Cadre mondial pour la biodiversité (CMB)
Objectifs de développement durable
Histoire

Réflexions sur l'intégration de l'APA en Côte d'Ivoire
Par Koffi Alaki Véronique Epse Amari, Point focal national pour le Protocole de Nagoya
L'appel au changement
Mon travail consiste à mettre en œuvre l'approche de l'accès et du partage des avantages (APA) en Côte d'Ivoire. Nous avons essayé plusieurs façons de mettre en œuvre l'APA à plus grande échelle, mais sans succès. Il est vite apparu qu'une approche intersectorielle, la mobilisation des acteurs concernés et une coordination institutionnelle plus forte étaient essentielles.

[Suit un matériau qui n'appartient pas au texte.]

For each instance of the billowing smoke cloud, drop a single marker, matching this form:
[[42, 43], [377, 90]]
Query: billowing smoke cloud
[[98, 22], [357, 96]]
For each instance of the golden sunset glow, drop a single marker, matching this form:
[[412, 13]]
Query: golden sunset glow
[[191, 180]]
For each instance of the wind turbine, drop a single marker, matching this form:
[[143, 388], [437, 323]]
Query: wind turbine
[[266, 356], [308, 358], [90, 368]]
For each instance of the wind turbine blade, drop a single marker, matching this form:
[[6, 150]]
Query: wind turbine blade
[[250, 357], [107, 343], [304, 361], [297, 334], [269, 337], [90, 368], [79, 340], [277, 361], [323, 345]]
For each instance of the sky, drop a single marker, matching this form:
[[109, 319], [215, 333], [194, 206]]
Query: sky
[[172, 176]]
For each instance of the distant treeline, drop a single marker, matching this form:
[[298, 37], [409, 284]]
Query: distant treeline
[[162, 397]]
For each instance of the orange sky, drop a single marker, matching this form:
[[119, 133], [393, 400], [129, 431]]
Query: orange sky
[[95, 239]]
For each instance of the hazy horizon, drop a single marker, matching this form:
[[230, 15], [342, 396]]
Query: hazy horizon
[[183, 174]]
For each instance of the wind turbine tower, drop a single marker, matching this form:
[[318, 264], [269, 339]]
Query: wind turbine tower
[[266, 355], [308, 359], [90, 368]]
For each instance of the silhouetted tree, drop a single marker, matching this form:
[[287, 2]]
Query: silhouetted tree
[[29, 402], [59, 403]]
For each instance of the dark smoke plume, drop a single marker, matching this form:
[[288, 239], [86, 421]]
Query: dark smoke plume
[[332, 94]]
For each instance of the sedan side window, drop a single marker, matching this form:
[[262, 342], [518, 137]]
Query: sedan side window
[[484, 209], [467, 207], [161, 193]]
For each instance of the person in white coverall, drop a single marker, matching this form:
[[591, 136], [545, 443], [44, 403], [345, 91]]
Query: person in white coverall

Nous avions besoin d'une intégration efficace de l'APA dans les politiques sectorielles ou dans d'autres domaines clés du développement.
Avec le soutien de la GIZ, une étude a été réalisée pour identifier les points d'entrée stratégiques et proposer des moyens d'intégrer l'APA dans la politique nationale au-delà du secteur de l'environnement.
Jeter des ponts entre les secteurs
Le rapport a mis en évidence plusieurs possibilités et contacts clés pour lancer l'intégration. Sur cette base, j'ai contacté directement les ministères et organisé un atelier avec des fonctionnaires, des chercheurs et des conseillers juridiques. Même si certains ministères étaient absents ou n'étaient représentés que par du personnel subalterne, les échanges ont permis aux participants de comprendre comment l'APA est lié aux missions de leurs institutions. Au sein de groupes de travail, nous avons défini 29 objectifs communs, chacun étant lié à des actions spécifiques et à des ministères responsables.
Lancer une dynamique
Armé de ce plan d'action, j'ai poursuivi les discussions avec les ministères pour montrer comment l'APA pouvait s'aligner sur des priorités nationales plus larges. Le ministère de la planification a ensuite inclus l'APA dans l'examen en cours du plan de développement national. Les discussions avec le ministère de la recherche ont débouché sur des plans visant à intégrer l'APA dans les programmes universitaires. L'étude a également permis d'inclure des objectifs en matière d'APA dans la stratégie et le plan d'action nationaux révisés en matière de biodiversité (NBSAP).
Enseignements tirés
Au début, l'idée de "mainstreaming" a été débattue : s'agissait-il d'une réforme juridique, d'une campagne de sensibilisation ou d'un changement de budget ? Au fil du temps, il est apparu clairement qu'il s'agissait d'un alignement complet des politiques de développement sur les principes de l'APA.
Comme de nombreux ministères hésitaient à s'engager, j'ai appris à rencontrer personnellement leurs représentants. Le dialogue direct, la patience et la persévérance se sont avérés essentiels.
Conclusion
Le chemin vers l'intégration de l'APA est loin d'être terminé. Les pourparlers avec les ministères de la santé et du commerce se poursuivent. Cependant, cette intégration va bien au-delà des considérations techniques. Bien que complexe, elle offre une occasion importante de valoriser les ressources génétiques et les connaissances traditionnelles. Les bases sont désormais posées et, pas à pas, l'APA s'inscrit dans le développement de la Côte d'Ivoire.